Claims that a Channel fixed link will, when open, benefit the local economy do not stand up to objective scrutiny, according to Kent’s chief strategic planner, Martin Simmons.(*) Considerable job losses will occur in east Kent, Mr Simmons says, and a drive-across scheme in particular will put what is an economically stagnant area into considerable decline. “Drive-across schemes would be particularly harmful because of the fundamental law of economic geography they invoke: the free-flow transport facility they create would make economic activity less, not more, likely to locate near the crossing. In such circumstances, industry and commerce would prefer to locate nearer the main markets or sources of production. Far from encouraging new activities to east Kent, a drift away of the limited amount of new development is likely to be induced in the area as a result of a threefold increase in traffic since accession to the EEC.

“Transport-orientated business will be particularly affected. Moreover, it is doubtful whether the labour-intensive ferry services can co-exist with the massive increase in capacity created by drive-across links.”

Unemployment in Kent is currently 14%, compared with the regional average of 9.5%. The rate of 1971-81 employment growth was very small compared with areas west of London, while take-up rates for new development and rental levels are the lowest in the region. But for the growth of employment at the Kent ports, which has more than doubled to a present figure of about 12,000, the figures would have been much worse. However, reversal of this one bright spot, alongside coalfield closures and a leisure and tourism sector which is in decline (contrary to the national trend), will make east Kent a blackspot of national significance. “In this situation we are being offered a capital-intensive means of crossing the Channel.”

The present methods of crossing the Channel, Mr Simmons points out, are employment-intensive. Without a fixed link it is estimated that there will be 18,000 jobs handling cross-Channel traffic in Kent at the end of the century. Kent County Council is challenging the promoters’ claims of no job loss, based on the prospects of employment in operating its links and the market share left to the ferries. The county council estimates that there will be an overall net job loss of 5,000 to 9,000, depending on the type of scheme, and the prospects for attracting new development are critical.

It is the French side that stands to gain most from the Channel link, Mr Simmons argues, particularly as the present British ferry dominance will disappear. To stand a chance of competing with the French side, a new purpose-designed development organisation with executive powers and finance, capable of mounting a comprehensive assistance package, is seen as vital.

A fixed link is not in the local interest, Mr Simmons concludes, although this “will not be an easy argument to sustain, viewed from Britain’s hard-hit regions. The huge public-backed development effort which will be mounted on the French side, and its threat not only to east Kent’s recovery but also to the region’s future growth, must be borne in mind.
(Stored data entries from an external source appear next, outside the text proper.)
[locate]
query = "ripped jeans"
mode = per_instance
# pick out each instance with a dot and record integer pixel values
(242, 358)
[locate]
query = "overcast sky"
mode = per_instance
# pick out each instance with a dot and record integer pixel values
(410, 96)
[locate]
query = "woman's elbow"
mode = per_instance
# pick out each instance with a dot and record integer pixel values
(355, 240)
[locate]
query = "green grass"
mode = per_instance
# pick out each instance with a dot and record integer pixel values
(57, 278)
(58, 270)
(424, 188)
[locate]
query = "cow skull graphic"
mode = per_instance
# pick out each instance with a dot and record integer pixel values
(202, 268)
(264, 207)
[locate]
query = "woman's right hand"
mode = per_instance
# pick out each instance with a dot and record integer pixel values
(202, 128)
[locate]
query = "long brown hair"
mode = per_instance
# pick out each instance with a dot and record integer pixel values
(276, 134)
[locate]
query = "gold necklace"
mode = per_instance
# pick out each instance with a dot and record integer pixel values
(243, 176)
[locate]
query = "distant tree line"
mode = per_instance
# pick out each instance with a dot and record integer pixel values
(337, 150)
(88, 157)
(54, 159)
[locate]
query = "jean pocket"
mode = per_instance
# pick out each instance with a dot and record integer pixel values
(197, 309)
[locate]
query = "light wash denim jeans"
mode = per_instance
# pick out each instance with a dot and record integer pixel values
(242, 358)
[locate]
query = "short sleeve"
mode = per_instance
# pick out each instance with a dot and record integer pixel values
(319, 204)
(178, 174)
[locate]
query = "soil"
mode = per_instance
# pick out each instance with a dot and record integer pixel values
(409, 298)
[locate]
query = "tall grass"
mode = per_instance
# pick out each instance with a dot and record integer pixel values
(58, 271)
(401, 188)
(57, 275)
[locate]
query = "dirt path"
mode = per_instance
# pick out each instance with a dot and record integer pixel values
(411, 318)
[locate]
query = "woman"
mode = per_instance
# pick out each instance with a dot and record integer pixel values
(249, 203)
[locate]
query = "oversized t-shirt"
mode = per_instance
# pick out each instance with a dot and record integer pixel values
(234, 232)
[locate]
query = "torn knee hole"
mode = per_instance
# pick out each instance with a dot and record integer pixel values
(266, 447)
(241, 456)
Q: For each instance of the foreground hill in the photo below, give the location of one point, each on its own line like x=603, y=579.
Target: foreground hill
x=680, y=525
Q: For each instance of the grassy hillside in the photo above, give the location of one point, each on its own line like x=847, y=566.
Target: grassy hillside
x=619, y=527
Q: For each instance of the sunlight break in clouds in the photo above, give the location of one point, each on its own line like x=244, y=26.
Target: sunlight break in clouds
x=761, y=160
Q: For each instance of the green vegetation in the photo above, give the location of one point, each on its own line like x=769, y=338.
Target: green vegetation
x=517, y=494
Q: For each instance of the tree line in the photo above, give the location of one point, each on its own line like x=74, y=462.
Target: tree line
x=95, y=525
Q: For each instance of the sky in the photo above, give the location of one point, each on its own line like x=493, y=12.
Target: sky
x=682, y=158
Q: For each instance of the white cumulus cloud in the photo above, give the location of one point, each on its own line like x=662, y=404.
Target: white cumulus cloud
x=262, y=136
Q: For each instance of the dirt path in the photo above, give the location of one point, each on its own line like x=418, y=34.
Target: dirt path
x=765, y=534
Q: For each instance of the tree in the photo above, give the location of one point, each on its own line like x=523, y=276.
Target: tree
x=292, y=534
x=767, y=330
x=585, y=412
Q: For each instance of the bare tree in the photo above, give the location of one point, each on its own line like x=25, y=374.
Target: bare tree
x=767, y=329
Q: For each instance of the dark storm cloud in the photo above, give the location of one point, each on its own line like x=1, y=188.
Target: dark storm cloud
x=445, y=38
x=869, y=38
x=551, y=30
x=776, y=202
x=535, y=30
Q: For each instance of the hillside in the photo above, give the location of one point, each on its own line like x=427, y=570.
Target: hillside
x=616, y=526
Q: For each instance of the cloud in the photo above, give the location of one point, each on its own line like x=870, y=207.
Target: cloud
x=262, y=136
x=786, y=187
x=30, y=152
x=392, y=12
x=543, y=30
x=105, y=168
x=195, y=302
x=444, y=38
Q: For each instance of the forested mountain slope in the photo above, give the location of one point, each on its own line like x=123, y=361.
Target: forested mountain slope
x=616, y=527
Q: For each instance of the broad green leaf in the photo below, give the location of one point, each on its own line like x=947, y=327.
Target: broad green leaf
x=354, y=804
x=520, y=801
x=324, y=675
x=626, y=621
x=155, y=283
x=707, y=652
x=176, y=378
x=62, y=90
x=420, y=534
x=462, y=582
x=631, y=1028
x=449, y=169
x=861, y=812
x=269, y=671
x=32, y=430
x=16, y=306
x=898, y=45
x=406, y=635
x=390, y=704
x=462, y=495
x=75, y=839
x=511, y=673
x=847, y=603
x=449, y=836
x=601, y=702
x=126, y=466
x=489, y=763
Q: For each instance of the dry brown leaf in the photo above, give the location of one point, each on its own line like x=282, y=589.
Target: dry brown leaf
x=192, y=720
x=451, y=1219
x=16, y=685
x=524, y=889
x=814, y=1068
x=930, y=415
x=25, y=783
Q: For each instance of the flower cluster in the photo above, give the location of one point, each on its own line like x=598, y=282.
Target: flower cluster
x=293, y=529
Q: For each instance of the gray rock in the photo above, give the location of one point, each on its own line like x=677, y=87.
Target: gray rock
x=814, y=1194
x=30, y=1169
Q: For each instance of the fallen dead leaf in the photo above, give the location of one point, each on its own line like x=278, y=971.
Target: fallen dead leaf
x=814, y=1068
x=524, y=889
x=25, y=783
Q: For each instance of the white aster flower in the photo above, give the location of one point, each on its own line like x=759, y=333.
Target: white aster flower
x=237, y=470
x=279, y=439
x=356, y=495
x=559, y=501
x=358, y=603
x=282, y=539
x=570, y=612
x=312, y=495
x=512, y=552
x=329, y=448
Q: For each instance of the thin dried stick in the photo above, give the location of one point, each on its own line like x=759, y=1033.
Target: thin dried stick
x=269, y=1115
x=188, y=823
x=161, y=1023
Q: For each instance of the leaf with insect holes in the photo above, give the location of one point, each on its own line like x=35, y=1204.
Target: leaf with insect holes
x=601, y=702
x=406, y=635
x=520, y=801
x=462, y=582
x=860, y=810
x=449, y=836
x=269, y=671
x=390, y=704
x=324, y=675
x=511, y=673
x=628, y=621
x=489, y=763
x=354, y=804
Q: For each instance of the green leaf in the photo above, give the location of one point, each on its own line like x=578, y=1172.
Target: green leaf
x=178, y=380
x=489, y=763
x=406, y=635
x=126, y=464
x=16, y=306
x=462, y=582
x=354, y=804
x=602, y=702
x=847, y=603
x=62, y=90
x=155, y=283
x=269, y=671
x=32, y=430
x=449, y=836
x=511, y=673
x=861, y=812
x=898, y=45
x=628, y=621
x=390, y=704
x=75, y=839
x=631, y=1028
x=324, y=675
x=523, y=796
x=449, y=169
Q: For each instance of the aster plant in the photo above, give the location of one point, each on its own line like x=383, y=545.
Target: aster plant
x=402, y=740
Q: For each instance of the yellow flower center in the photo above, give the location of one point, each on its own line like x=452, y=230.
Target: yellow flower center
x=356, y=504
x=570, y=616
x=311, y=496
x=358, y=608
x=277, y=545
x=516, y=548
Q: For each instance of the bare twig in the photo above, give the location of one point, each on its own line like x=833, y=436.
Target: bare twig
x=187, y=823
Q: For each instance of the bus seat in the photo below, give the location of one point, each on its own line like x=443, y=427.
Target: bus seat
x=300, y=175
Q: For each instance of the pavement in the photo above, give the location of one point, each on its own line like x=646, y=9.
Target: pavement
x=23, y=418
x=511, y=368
“Given an appropriate package, and the choice of the CTG rail tunnel scheme with its lesser impact on the local economy and greater prospects for induced development, a fixed link can be faced with some hope. Drive-across schemes would be more disastrous, and at least let us be spared the abomination of bridges from France or grotesque artificial islands hitting our glorious heritage of white cliffs.”

(*) In The Planner, journal of the Royal Town Planning Institute, January 1986.